Just a few days after Mario Draghi was sworn in as Italy’s new prime minister, the country’s 10-year bond offering drew a record €110 billion of orders on Tuesday.
The Financial Fixer
Draghi — the former president of the European Central Bank — knows his way around a crisis. The economist and central banker extraordinaire was widely credited with navigating the eurozone back from the brink of collapse in 2012.
With a continental debt fiasco in his rearview, Draghi’s new task is guiding Italy to economic recovery after last year’s historic recession:
- Draghi's main imperative will be efficiently deploying Italy’s €200 billion recovery fund.

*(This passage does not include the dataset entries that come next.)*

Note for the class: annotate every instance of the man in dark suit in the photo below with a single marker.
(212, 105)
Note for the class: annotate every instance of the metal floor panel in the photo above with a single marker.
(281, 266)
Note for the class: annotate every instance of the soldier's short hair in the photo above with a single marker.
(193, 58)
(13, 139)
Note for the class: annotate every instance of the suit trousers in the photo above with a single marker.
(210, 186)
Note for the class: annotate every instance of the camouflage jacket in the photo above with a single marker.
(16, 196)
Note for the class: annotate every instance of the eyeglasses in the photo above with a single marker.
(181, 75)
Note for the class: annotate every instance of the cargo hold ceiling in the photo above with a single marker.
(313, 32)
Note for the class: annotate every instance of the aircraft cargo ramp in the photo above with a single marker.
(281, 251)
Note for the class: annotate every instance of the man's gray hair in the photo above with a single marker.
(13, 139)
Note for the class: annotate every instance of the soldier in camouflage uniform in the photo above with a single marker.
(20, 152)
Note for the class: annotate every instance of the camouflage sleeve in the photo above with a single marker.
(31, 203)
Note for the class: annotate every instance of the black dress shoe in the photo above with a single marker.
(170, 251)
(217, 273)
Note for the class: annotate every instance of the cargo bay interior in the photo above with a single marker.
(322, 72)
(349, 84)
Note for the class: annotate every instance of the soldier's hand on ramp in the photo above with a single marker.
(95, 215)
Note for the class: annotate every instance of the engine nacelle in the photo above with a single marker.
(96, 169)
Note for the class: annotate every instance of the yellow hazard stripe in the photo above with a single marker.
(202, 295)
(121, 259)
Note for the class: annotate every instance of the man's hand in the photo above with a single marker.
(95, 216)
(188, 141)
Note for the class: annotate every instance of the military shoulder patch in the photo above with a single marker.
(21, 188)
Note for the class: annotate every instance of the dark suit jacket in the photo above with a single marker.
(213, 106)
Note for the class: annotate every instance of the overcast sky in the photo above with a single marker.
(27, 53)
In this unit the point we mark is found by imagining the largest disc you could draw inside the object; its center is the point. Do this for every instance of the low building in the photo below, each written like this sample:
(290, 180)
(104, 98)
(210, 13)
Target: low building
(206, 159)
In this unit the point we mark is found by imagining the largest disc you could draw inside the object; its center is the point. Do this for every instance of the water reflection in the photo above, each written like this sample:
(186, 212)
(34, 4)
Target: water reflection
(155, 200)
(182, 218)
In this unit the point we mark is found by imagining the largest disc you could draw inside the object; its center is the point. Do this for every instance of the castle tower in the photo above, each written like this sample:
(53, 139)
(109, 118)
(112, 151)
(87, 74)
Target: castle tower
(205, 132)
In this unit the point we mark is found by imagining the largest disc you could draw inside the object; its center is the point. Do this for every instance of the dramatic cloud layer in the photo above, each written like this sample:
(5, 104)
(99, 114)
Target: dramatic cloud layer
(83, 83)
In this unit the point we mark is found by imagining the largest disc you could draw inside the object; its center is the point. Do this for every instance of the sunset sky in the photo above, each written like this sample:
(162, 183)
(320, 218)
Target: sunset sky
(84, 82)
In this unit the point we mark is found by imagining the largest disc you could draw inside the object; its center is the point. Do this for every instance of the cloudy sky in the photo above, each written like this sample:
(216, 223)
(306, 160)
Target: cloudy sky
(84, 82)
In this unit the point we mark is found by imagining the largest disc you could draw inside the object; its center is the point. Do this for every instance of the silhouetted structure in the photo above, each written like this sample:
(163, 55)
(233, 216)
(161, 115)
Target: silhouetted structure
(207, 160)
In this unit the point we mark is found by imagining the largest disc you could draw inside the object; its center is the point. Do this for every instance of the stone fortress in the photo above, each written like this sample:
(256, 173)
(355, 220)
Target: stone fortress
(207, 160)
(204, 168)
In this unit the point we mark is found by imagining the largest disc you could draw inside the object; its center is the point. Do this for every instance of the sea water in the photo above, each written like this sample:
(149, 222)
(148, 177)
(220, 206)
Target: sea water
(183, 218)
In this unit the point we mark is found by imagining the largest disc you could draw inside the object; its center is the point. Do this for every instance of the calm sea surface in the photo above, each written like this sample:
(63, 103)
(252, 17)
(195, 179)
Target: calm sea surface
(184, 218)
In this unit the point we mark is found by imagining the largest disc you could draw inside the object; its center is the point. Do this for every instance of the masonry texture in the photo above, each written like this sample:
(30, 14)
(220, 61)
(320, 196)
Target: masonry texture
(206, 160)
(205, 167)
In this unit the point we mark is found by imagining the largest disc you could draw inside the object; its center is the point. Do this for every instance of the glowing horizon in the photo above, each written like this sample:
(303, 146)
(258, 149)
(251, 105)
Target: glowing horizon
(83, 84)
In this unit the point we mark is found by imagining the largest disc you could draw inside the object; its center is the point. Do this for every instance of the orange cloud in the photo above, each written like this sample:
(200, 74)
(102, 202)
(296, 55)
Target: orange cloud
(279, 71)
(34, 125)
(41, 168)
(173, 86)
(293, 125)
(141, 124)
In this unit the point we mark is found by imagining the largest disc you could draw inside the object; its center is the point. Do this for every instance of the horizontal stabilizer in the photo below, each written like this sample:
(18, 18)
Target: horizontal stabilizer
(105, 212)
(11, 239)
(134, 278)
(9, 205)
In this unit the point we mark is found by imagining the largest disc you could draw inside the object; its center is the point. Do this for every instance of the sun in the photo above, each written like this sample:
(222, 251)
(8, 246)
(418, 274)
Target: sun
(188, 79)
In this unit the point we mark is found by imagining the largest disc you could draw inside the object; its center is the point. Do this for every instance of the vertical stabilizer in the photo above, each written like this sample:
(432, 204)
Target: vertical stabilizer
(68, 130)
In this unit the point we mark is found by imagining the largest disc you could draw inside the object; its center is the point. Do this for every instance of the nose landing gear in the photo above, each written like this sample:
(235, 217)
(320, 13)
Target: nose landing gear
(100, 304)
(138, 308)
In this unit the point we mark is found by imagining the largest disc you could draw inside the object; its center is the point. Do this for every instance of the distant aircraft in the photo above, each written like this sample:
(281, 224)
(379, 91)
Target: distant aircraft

- Alongside everyone from Sicily to Milan, Italy’s European neighbor states will be keeping a close eye on Draghi’s handling of the situation. They’re footing the bill for Italy’s bailout, after all.
But investors are showing supreme confidence in the man nicknamed “Super Mario.” The latest bond offering priced at a yield of 0.604%, close to the lowest Italy has paid to borrow in the last decade.
It may have quality gelato and arancini, but Italy lags many of its EU peers in GDP per capita and absolute growth. Economic output in Italy grew just 0.3% in 2019, compared to 1.6% for the broader EU.
Then in 2020, the Italian economy contracted 8.8% (relative to down 6.4% in the EU), and the European Commission is now painting a not-so-bene picture for the near future:
- The Commission’s forecast last week stated, “While some Member States are expected to see the distance to their pre-crisis output levels close by the end of 2021, others are forecast to take longer.”
- Those unnamed “others” are Spain and Italy, which are not projected to achieve pre-crisis output levels until 2023.
The Takeaway: Italians will look to Super Mario to use the healthy checkbook he’s been given to help wave “Ciao!” to their economic woes sooner rather than later.